The landscape of autosomal-recessive pathogenic variants in European populations reveals phenotype-specific effects

Abstract

The number and distribution of recessive alleles in the population for various diseases are not known at genome-wide-scale. Based on 6,447 exome sequences of healthy, genetically unrelated Europeans of two distinct ancestries, we estimate that every individual is a carrier of at least 2 pathogenic variants in currently known autosomal-recessive (AR) genes and that 0.8%-1% of European couples are at risk of having a child affected with a severe AR genetic disorder. This risk is 16.5-fold higher for first cousins but is significantly more increased for skeletal disorders and intellectual disabilities due to their distinct genetic architecture.

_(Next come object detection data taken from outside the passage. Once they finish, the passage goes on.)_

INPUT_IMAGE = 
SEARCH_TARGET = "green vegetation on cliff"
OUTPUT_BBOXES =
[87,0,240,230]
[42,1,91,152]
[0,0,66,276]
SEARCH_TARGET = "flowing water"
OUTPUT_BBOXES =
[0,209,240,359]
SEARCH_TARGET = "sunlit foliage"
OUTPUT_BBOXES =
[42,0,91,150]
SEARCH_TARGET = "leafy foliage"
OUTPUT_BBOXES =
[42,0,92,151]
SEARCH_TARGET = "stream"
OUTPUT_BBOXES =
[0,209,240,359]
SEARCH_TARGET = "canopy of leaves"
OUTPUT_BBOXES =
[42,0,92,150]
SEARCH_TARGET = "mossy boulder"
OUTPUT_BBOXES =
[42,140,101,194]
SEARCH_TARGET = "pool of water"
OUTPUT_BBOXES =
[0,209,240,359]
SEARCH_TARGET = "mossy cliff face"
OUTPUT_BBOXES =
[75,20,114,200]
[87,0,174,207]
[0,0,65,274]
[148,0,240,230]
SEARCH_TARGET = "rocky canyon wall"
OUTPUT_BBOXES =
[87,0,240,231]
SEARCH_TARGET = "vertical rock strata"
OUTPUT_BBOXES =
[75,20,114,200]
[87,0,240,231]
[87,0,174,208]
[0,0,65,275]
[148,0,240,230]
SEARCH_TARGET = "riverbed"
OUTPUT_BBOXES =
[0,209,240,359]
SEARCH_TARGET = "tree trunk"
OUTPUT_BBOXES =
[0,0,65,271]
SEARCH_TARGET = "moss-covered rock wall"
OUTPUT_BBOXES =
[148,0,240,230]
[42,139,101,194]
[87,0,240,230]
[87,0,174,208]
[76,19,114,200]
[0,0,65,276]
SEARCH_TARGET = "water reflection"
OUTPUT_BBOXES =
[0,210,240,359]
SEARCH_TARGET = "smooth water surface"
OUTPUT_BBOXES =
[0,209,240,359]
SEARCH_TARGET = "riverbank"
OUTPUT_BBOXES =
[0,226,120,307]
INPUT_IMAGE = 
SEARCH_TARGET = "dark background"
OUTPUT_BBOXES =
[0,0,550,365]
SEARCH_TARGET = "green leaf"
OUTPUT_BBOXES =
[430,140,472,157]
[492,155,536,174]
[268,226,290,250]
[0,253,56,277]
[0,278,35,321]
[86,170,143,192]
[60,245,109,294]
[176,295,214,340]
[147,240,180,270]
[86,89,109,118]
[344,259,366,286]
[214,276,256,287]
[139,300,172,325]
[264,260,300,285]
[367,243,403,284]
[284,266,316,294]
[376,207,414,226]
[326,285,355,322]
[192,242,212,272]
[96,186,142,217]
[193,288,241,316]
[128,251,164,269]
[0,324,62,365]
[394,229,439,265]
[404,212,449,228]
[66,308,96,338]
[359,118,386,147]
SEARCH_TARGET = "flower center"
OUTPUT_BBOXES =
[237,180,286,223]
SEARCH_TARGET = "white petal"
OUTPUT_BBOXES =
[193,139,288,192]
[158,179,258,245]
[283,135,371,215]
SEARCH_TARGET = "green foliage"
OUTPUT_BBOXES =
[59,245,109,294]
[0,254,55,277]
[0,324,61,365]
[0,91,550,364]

Keywords: at-risk couples; autosomal recessive disorders; carrier frequency; pre-conception carrier screening; selection.

Figure 1

Overview of the selection of PLP variants From left to right, variants were selected from two exome-sequencing cohorts of healthy individuals from two different European populations. Samples and variants were subjected to stringent quality control. Samples were filtered for kinship and ethnicity. Variants were filtered for quality and selected from consistently well-covered regions. For variant classification, variants were classified as PLP based on curated publicly available databases and/or on their predicted loss of function effect. For manual curation, we performed manual curation steps at both the gene and the variant level, to confirm the validity of our PLP classification selection process. Detailed information is in the subjects and methods and Figure S1.

Figure 2

PLP variants in the Dutch and Estonian cohorts: robustness of variant classification (A) The number of PLPs in each cohort and their overlap. (B) Genes ranked by PLP frequency: correlation between the Dutch and the Estonian cohorts. The lower the rank number, the higher the number of PLPs observed in that gene (i.e., a gene ranked 1 has the largest number of PLPs); genes with no PLPs in both cohorts were excluded (449 genes); gene names are written for genes in the top 10 ranking: blue, Estonian only top 10; orange, Dutch only top 10; purple, Dutch and Estonian top 10. The dots sizes represent the number of genes with this rankings combination. Spearman correlation coefficient: 0.69; p value < 0.00001. (C) Comparison of disease carrier frequency estimates to published data of the Dutch neonatal screening program from 2016 and 2017. Spearman correlation coefficient 0.85; p value = 0.0005; full diseases and gene names are in Table S11.

Figure 3

Effect of consanguinity on ARCs rates for different disease categories (A) Rates of ARCs per 100,000 couples (on the y axis) for different disorders (on the x axis) in the Dutch cohort (orange) and Estonian cohort (blue) for non-consanguineous couples. (B) Same as in (A) but for first-cousin couples. (C) Consanguinity-ratio (CR) scores. Scores in red are significantly higher compared to a random set of AR genes with the same coding bp length. (D) Correlation of first-cousin CRs between the Dutch and Estonian cohorts for different disorders. x axis shows the rank in the Dutch cohort; y axis shows the rank in the Estonian cohort. The lower the rank number, the higher the CR in that gene panel (i.e., a gene-panel ranked 1 has the highest CR). The size of the dots indicates the number of genes in the gene panel. The red color indicates gene panels with statistically significant higher CRs compared to a random set of AR genes with the same coding bp length. Rankings excluding common variants in GJB2 (deafness) and CLCN1 (neuromuscular) are marked with an asterisk.

Figure 4

Effect of consanguinity on affected offspring rates for different disorders The expected number of affected children for different disorders per 100,000 births, in non-consanguineous and first-cousin couples. The red outer arch represents disorders with significantly higher CR scores. The difference between the cohorts for the metabolic gene panel is mostly attributed to a high carrier frequency in two genes (CFTR and SERPINA1) in the Dutch cohort.

Figure 5

Coding singleton density in coding regions based on 1000 Genomes data (European populations) for the different gene panels Violin plots of the distribution of coding singleton density scores for different gene panels. Gray colors indicate external reference gene sets, whereas colored violin plots are gene sets as defined in this manuscript. Tested differences of the median are indicated by braces, giving rise to a p value of 1.8·10⁻⁴ for ID/skeletal gene set compared to “other disorders” gene set, using a Wilcoxon rank sum test with Bonferroni correction (Table S14).